Is it possible to hurt more in the anticipation of missing somebody than upon the actual realization of the event? The not knowing of what the future will hold, if they were just there for a time, or if you are moving to a new place, a new level, with new kinds of beauty, feels unbearable.
Like falling off a horse, your back slamming into the ground.
All you can do is lay there, unresponsive.
Like being hit in the face with a basketball, when the only clarity is the pain,
all the rest of the world becomes fuzzy.
You want to be happy, glad that a new phase of life has come, WANT to be joyful that new dreams and adventures are taking hold. But that hole gnaws at you and you selfishly would rather everything to stay the same just so YOU don't have to feel this way.
And it would be so much easier to sleep at night if you knew your dreams wouldn't tease you with all your unrealized wishes.
It would be so much easier to know what to do. To let go? To try harder? To just accept? All I want to do is cry and go run. Try desperately to outrun these feelings.

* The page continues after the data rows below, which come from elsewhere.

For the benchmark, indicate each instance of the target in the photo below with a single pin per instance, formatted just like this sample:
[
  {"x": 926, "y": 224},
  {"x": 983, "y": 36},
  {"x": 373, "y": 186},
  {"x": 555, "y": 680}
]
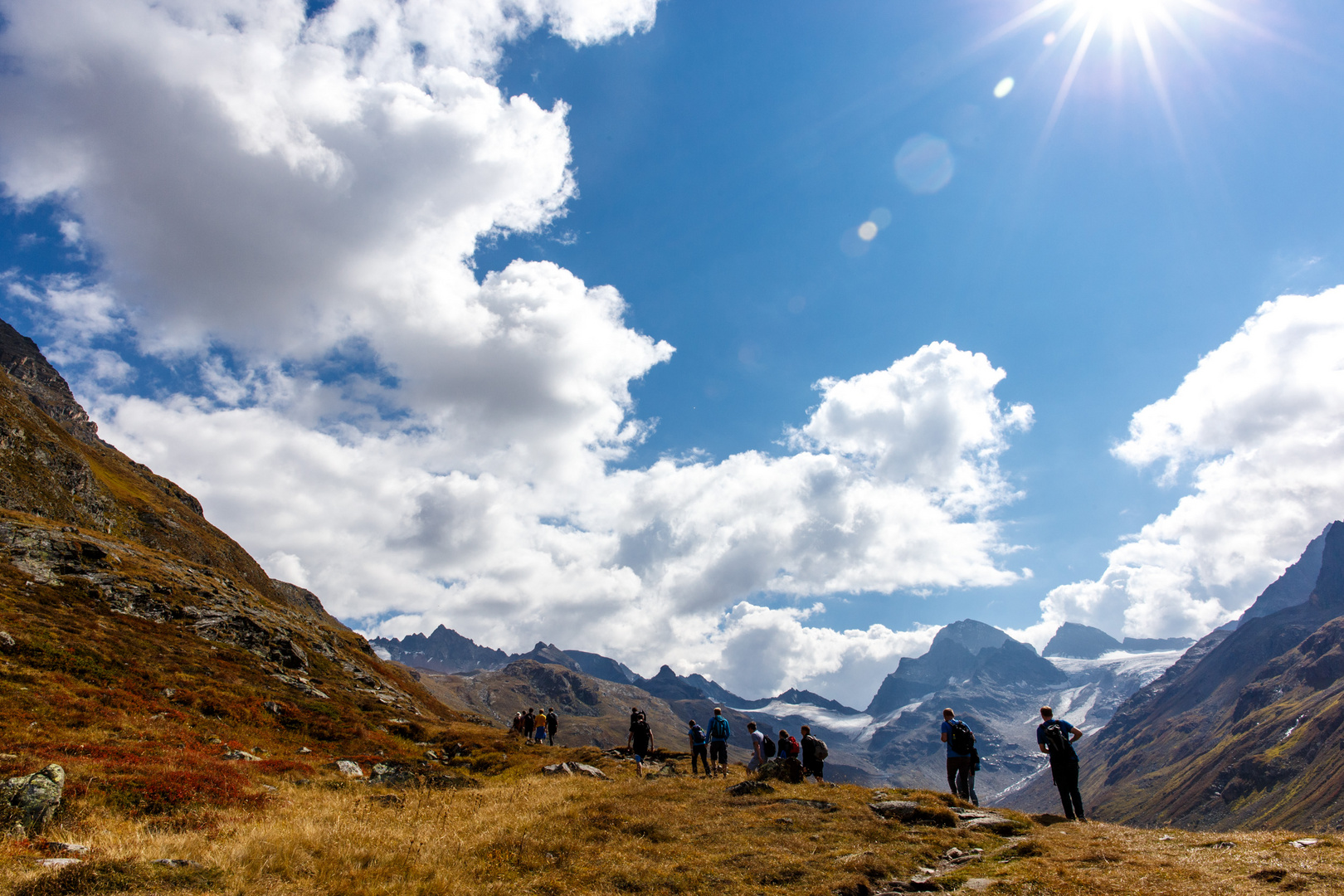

I had a dream last night that I was in my old station wagon, driving through the snowy Pennsylvania farmland, and I had fallen asleep, though the car kept following the right path. When I awoke, the car spun out around a turn and flew through the front field of a farmhouse, into the fence at it's edge. I saw the fence coming towards me, but couldn't put on the breaks, even though the thought consumed me. All I could see was the fence and the hazy outline of a world in white. And we collided.